What the more fortunate amongst us and our elected policymakers need to focus on is to provide those resources in those areas that convert liabilities into assets -- to themselves, their families, neighborhoods, and communities.
By resources I do not necessarily mean "money." For example, relative to private schools, public schools are flush with money. Since public schools in our area neither stack up well when compared to private schools nor stack up well when compared to public schools elsewhere in the nation, the problem is obviously not money per se but a distorted incentive system that makes it impossible, even for well-intentioned students and teachers, to perform as well as they could.

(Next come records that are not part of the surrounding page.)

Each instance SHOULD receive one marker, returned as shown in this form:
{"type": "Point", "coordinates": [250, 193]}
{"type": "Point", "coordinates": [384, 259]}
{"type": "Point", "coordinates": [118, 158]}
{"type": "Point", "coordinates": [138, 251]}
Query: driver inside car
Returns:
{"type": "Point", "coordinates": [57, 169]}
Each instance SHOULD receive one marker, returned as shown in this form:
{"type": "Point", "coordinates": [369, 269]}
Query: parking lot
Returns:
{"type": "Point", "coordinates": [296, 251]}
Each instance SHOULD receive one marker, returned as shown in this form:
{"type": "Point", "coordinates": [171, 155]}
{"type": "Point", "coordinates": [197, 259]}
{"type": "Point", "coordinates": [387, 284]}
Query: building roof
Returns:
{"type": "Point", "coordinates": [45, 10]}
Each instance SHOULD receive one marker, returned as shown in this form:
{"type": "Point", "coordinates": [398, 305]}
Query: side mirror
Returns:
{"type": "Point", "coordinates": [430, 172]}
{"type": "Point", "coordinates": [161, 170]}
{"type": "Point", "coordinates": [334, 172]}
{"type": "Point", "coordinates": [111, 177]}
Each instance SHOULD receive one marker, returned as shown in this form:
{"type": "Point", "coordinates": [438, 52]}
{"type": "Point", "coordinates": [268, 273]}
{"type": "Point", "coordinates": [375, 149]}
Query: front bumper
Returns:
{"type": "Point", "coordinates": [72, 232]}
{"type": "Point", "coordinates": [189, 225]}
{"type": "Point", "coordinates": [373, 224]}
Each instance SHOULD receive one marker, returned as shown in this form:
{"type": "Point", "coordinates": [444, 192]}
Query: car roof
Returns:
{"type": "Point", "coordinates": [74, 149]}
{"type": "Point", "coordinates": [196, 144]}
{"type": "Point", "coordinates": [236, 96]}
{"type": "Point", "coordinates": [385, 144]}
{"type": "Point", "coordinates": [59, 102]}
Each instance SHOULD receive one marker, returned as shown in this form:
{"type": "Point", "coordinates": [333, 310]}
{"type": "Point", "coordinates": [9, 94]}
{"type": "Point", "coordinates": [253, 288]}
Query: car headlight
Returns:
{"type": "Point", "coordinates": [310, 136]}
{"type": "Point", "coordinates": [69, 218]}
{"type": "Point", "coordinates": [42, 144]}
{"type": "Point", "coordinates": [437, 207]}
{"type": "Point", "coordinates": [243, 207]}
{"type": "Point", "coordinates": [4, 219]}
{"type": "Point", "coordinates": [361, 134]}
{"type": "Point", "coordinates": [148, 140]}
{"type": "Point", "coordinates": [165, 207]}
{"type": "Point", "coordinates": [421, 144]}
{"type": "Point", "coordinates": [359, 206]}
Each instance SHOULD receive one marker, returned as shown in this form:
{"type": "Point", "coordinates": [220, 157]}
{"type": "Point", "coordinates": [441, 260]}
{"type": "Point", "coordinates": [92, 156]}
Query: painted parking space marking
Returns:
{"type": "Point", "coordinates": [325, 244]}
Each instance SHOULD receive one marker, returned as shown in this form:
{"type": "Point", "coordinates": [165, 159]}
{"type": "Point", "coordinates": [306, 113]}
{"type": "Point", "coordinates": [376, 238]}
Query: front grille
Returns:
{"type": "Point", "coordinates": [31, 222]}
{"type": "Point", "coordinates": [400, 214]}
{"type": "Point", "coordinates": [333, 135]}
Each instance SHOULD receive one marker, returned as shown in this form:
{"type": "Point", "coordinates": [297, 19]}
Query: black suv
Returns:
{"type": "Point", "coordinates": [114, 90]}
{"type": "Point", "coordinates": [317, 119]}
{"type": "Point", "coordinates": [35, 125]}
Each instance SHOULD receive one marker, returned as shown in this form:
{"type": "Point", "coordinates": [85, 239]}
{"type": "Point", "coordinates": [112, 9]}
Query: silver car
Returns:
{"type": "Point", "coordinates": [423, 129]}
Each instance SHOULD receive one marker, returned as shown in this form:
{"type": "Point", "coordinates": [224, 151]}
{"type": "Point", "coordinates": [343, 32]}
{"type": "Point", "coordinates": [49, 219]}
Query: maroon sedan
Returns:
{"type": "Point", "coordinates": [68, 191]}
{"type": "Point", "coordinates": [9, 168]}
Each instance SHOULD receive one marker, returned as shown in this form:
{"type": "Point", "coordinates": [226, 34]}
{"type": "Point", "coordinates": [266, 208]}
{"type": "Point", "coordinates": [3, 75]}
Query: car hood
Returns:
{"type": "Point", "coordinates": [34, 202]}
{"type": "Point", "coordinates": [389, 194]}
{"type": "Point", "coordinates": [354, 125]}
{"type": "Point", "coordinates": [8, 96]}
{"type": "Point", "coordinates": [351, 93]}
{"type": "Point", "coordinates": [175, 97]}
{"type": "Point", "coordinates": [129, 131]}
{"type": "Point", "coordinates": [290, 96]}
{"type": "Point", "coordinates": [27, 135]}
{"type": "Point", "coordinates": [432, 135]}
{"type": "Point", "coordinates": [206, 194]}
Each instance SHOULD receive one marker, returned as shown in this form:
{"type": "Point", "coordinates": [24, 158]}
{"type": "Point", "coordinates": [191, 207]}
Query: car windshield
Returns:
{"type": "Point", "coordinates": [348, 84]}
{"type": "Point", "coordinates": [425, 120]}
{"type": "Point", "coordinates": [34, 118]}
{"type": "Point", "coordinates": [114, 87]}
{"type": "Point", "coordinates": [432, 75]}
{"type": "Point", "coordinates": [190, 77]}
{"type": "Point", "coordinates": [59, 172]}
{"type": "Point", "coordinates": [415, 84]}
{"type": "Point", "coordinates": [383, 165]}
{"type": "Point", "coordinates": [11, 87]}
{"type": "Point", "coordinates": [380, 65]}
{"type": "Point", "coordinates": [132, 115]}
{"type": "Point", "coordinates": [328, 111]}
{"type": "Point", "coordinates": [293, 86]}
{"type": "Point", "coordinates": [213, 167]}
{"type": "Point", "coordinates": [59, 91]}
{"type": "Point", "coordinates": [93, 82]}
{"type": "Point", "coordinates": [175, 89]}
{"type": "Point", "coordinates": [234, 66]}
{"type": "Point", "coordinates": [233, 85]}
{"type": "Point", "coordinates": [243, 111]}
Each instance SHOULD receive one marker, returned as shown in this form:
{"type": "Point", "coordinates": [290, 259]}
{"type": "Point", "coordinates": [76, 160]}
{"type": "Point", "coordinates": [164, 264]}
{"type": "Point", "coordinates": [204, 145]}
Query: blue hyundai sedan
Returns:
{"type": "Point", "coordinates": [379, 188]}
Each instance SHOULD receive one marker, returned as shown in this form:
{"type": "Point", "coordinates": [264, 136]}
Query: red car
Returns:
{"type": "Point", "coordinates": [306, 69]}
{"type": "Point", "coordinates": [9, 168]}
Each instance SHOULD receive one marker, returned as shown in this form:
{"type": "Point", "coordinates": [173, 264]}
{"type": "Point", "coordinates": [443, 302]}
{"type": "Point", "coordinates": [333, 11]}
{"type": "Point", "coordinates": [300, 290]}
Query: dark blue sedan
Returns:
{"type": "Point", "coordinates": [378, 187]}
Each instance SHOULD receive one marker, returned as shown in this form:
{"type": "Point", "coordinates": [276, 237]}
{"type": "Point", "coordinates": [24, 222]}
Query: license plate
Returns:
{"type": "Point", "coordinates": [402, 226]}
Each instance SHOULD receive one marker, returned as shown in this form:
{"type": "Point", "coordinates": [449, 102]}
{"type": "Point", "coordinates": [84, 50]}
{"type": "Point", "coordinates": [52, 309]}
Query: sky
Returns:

I see no intrinsic reason why our local school systems shouldn't boldly break the mold and try really different things such as school vouchers and integrated K-12 schools (research shows minimal drop-out rates and higher achievement scores in integrated schools).
As regards health, I continue to think that it is a shame that the nation continues to spend health-care money to treat instead of to prevent ill health. Free health-care for mothers and children up to age six costs money, sure -- but for every dollar spent up-front, several will be saved "downstream."
There is no disagreement amongst public-health experts and economists about that. I cannot fathom how high-end tax-payers would fail to see that they, too, would benefit from this scheme as it, ultimately, would reduce outlays for medical assistance to the poor and, equally important, would convert them into healthy, contributive members to society that eventually will pay taxes, instead of using them. The affluent vote. They (meaning, you) should make better electoral choices or run for office themselves.
Economists are scientists. There are things we don't understand as well as we would like. But there are things that, fundamentally, we understand quite well. One of these is that without solid education, good health, and personal security, people won't be productive.
Consequently, the primary task of government should be not to supplant the private sector, but to supplement it appropriately so as to give all people the start they need to become productive assets and contributing members of their communities. This is as true for South Africa's new president as it for Augusta's politicians.